Cloud Platform

Blocking unwanted traffic on your website

As a website owner or developer, you must ensure security and performance of your website. One effective way to achieve this is to control access to your website by using the .htaccess file.

The following are the common methods to block unwanted traffic on your website:

Each of these methods focuses on blocking different entity types from accessing your sites. In the recommended code snippets in these methods, ensure that the regular expressions and Apache directives are properly formatted and adapted for your specific use case.

Blocking specific user agents

If your website encounters a DDoS attack and you want to block a group of IP addresses using the same user agent, then use the following code after replacing UserAgent with the name of the agent that you want to block:

RewriteCond %{HTTP_USER_AGENT} UserAgent
RewriteRule .* - [F,L]
You can also block more than one User Agent at a time with the [OR] ('or next condition') flag, and the [NC] ('no case') flag renders the string case insensitive. Here are some examples of some user-agents with properly escaped regexes:
RewriteCond %{HTTP_USER_AGENT} Baiduspider [NC,OR]
RewriteCond %{HTTP_USER_AGENT} HTTrack [NC,OR]
RewriteCond %{HTTP_USER_AGENT} Yandex [NC,OR]
RewriteCond %{HTTP_USER_AGENT} Scrapy [NC,OR]
RewriteCond %{HTTP_USER_AGENT} Mozilla/5\.0\ \(compatible;\ Yahoo [NC,OR]
RewriteCond %{HTTP_USER_AGENT} AppleNewsBot [NC,OR]
RewriteCond %{HTTP_USER_AGENT} Googlebot [NC,OR]
RewriteCond %{HTTP_USER_AGENT} Mozilla/5\.0\ \(compatible;\ YandexBot [NC]
RewriteRule .* - [F,L]

To avoid website errors, you must properly use escape characters in your regular expressions (regex). HTTP_USER_AGENT can use regex as an argument. In the preceding code, many user agents require regex because of the complexity of their name. Instead of creating a rule manually, you can use websites such as https://www.regex-escape.com/regex-escaping-online.php to quickly construct a properly-escaped regex.

Testing the blocking of user agents

  1. Run the following command to test that the site is responding:

    curl -H "host:www.url_you_are_testing.url http://localhost/

  2. Run the following command to test that the user agent is blocked:

    curl -H "host:www.url_you_are_testing.url" -H "user-agent:Pcore-HTTP/v0.25.0" http://localhost/

    This is an example command to test a user agent named Pcore. You can run a similar command for your intended user agent.

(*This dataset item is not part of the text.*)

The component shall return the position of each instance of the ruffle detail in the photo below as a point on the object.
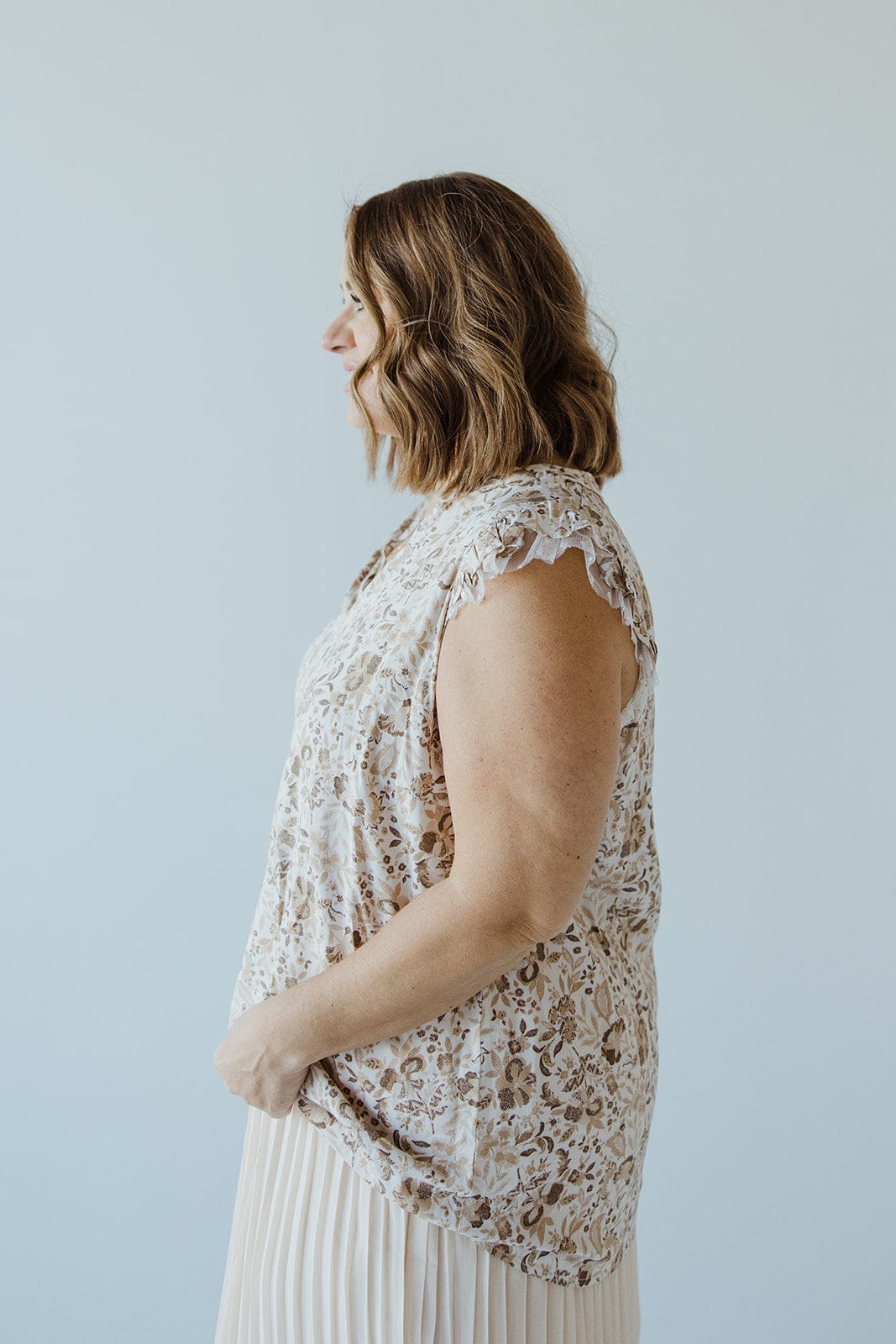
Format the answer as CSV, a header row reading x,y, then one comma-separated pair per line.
x,y
510,543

Blocking traffic from robot crawlers

A robot crawler can cause problems to a site by making a large number of requests. You can use the following code in any of these situations:

  • When robots do not adhere to the robots.txt file
  • When you want to immediately block the traffic without waiting for robot crawlers to fetch the robots.txt file
RewriteCond %\{HTTP_REFERER\} ^$
RewriteCond %\{HTTP_USER_AGENT\} "<exact_name_for_the_bot>"
RewriteRule ^(.*)$ - [F,L]